For decades, ‘laissez faire’ has been at the heart of European economic doctrine. Recent global developments however, have created a monumental shift in economic thinking. Industry and technology are once again at the core of geopolitical and economic policies around the world. Now Europe is at a crossroads: what started as an economic cooperation must decide if it wants to create a unified economic policy, if it’s to remain a geopolitical powerhouse.

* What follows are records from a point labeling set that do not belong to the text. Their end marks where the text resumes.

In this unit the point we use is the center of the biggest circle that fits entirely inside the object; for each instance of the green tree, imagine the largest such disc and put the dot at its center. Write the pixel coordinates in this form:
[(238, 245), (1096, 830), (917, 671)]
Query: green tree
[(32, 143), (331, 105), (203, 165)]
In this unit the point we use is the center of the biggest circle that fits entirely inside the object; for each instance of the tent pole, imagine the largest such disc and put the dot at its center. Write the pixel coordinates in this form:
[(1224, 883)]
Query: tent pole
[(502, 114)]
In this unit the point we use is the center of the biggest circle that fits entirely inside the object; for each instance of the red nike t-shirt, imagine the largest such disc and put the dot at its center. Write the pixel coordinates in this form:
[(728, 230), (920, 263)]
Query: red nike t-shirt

Although originally developed in France in the 18th century, the laissez faire-doctrine was popularized and politized in the 1980’s by English-speaking leaders like Margaret Thatcher and Ronald Reagan. They combined it with the fiscal policy of ‘trickle-down economics’: tax cuts for the wealthy that should lead to increased investments and spending and therefor to economic growth for everyone. The last idea has pretty much been disproven – the diminishing marginal propensity to consume means the impact of tax cut is smaller for the wealthy than for the poor, resulting in less spending and investment than tax cuts for people with lower incomes – but economic non-intervention remained popular. The end of the Cold War and communist planned economies, combined with rapid economic expansion in the 1990’s and until 2008, had solidified the idea that economies function best without involvement of governments.

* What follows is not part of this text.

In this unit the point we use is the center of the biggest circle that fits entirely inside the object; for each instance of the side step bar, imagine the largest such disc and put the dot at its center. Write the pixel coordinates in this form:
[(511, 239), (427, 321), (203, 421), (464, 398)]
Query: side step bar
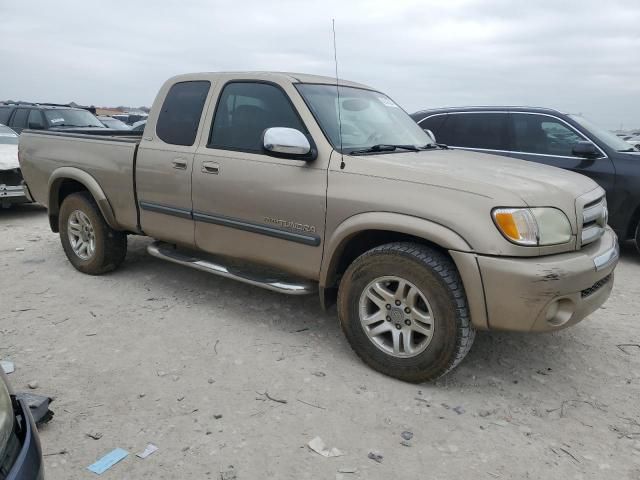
[(259, 278)]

Recent developments however have created a fundamental shift. The pandemic, conflicts over availability of resources and semiconductors, Russia’s invasion of the Ukraine, rising energy- and consumer prices, disruptions in global supply chains, a trade war between the US and China; all these issues have resulted in the realization that you can’t disconnect geopolitics from global economic policy. We rely heavily on the availability of certain resources and technologies for modern society to function, so the access to these resources and technologies has become vital. When for instance production of silane (SiH4) from silicon is only done in the US and China, there’s a risk that European producers of semiconductors, solar cells and a new generation of batteries can’t get the resources needed for production. So producing silane in Europe becomes important and supporting European industries that could produce silane becomes part of economic policies.

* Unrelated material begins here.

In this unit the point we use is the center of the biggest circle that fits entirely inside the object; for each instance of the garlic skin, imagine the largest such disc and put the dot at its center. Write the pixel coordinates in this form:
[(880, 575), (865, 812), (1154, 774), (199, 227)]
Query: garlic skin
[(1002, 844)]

Until recently, the EU primarily placed responsibility for this with member states. Although policy goals were determined under European programs like Horizon Europe, national governments were responsible for most of the actual investments in technology and industry. The European Commission did create the State aid Temporary Framework that allowed for these investments by member states and provided massive funding under the Recovery And Resilience Facility (RRF) during the pandemic. But by placing responsibility for spending and investing with national governments, the EU also undermined the European level playing field; some governments were willing and able to invest in their national industries, others weren’t.
A new paradigm
The most recent proposal by the European Commission seems to create a new paradigm. In response to the American ‘Inflation Reduction Act’ (IRA), with president Biden proposing to invest $ 369 billion in sustainable industry and energy, EC-president Ursula von der Leyen proposes to create a rivaling European fund under the Green Deal Industrial Plan. This would mean that the EU takes more responsibility in not just the strategy but also the execution and financing of Europe’s industrial policy.
The plan has been met with skepticism by several European countries, who resent the idea of a transfer of powers to Brussels, specially when it comes to monetary policy. It is however the only option if Europe wants to maintain a level internal economic plying field. We already see that the State aid Temporary Framework undermines fair competition in Europe. Companies are competing for the same tenders under European competition law, while some can offer low prices based on for instance energy subsidies. The union is at risk of a race to the bottom, where European companies can use public funding to compete with each other, rather than offering a unified European answer to interventionist policies in the US and China. A unified European economic and industrial policy, not just on paper but in execution, is necessary to protect the position of Europe and its member states on the geopolitical stage. If Europe is to be a global powerhouse, a unified economic and industrial policy is a bare necessity.